Portanto, mesmo que não haja controle de jornada, não se pode exigir ou esperar que empregado realize seu trabalho além do horário previsto na Carta Magna, a ausência de controle de jornada diz respeito ao horário em que o empregado realizará suas atividades, jamais prevendo que seja extrapolada a jornada legal
Tal ponto foi tratado especificamente na MPV 927, quando determina que as negociações individuais deverão respeitar os limites estabelecidos na Constituição Federal (artigo 2º), o que resta dizer, que o limite máximo da jornada de trabalho deve ser observado, ainda que de forma orientativa por parte do empregador ao empregado, já que ausente o controle de jornada.
O que se retira do empregado em teletrabalho é o controle de jornada e o pagamento de horas extras, jamais a exigência de trabalho superior ao limite de jornada diária e semanal imposta pela Constituição Federal.
Logo, ainda que o empregado esteja na excepcionalidade do teletrabalho (home office) com respaldo na MPV 927 e se o contrato de trabalho prevê a carga horária de trabalho de 44 horas semanais, por exemplo, é sim possível realizar a redução de jornada de trabalho e salário autorizada pela MPV 936, seja de 25, 50 e 70%, observadas as regras para cada modalidade de redução.
Ao meu ver, não há incompatibilidade entre a redução de jornada e salários (MPV 936) com o teletrabalho (MPV 927), na medida em que mesmo que ausente o controle de jornada, é plenamente possível a previsão de carga horária inferior ao limite estabelecido na Constituição Federal, seja pelos motivos que levaram as publicações das Medidas Provisórias que devem ser considerados, seja em razão do empregado laborar além do limite legal, com jornadas de 10, 12, 15 horas, o que não pode ser admitido em nenhuma hipótese.

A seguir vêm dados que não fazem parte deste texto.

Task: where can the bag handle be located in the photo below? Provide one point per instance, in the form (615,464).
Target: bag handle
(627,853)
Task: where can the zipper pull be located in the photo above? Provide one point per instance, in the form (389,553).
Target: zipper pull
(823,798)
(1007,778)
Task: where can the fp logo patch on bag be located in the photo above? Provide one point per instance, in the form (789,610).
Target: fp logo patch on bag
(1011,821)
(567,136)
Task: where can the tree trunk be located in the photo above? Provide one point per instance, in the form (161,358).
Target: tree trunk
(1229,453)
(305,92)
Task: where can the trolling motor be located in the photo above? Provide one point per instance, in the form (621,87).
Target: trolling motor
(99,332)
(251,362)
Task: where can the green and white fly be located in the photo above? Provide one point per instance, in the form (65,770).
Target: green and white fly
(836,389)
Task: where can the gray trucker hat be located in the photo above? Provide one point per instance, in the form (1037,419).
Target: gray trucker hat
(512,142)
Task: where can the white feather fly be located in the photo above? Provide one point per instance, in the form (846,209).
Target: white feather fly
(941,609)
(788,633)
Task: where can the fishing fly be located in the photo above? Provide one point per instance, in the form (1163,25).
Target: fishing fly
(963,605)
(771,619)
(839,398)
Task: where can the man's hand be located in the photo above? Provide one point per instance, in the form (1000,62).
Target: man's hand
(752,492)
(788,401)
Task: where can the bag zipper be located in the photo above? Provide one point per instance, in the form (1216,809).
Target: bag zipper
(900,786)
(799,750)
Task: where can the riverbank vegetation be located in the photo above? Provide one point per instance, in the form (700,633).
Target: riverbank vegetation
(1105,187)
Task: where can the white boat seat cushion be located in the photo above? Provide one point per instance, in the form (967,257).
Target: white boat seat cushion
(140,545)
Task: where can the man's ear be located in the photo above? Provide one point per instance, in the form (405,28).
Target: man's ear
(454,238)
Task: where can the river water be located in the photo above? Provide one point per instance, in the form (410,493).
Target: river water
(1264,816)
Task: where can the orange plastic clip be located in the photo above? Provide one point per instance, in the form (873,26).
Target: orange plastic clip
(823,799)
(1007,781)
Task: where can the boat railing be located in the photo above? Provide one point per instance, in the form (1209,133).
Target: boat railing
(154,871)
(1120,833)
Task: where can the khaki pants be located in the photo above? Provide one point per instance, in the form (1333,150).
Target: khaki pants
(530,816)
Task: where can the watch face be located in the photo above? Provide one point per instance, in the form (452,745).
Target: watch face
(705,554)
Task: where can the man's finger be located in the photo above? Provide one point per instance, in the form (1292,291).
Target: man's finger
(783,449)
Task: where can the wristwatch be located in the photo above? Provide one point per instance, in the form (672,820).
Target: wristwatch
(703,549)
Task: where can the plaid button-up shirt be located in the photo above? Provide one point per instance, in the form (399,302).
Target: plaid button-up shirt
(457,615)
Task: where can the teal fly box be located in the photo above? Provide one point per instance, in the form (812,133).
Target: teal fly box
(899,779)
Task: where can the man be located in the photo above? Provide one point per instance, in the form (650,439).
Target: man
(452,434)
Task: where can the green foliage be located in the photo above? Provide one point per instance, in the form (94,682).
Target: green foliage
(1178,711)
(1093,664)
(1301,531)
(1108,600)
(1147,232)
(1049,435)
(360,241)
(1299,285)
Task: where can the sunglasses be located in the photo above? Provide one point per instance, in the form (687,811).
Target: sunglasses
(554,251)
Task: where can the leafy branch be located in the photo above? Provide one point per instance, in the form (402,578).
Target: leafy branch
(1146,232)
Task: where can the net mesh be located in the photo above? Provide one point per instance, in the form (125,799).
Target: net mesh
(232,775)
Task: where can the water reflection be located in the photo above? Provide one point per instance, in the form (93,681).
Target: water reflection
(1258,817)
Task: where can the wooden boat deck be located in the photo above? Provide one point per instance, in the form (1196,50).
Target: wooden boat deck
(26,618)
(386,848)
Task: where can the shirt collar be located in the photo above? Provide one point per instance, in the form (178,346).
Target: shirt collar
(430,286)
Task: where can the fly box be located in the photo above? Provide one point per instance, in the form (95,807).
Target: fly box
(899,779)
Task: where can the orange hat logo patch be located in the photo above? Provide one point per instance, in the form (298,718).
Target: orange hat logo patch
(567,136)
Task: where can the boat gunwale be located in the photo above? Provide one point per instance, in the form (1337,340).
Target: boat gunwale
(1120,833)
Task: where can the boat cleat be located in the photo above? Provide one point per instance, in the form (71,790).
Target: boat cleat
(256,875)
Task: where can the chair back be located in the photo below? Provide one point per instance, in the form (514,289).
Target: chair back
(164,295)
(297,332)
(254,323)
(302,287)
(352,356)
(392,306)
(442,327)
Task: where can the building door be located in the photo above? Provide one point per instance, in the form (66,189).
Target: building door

Portanto, as empresas que possuírem empregados em home office e que pretendem, igualmente, reduzir a jornada de trabalho e o salário de forma proporcional, devem seguir as diretrizes das medidas provisórias citadas (927 e 936), fazendo o primeiro (home office), mediante acordo coletivo e o segundo (redução de jornada e salário) mediante convenções ou acordos coletivos e individuais de trabalho.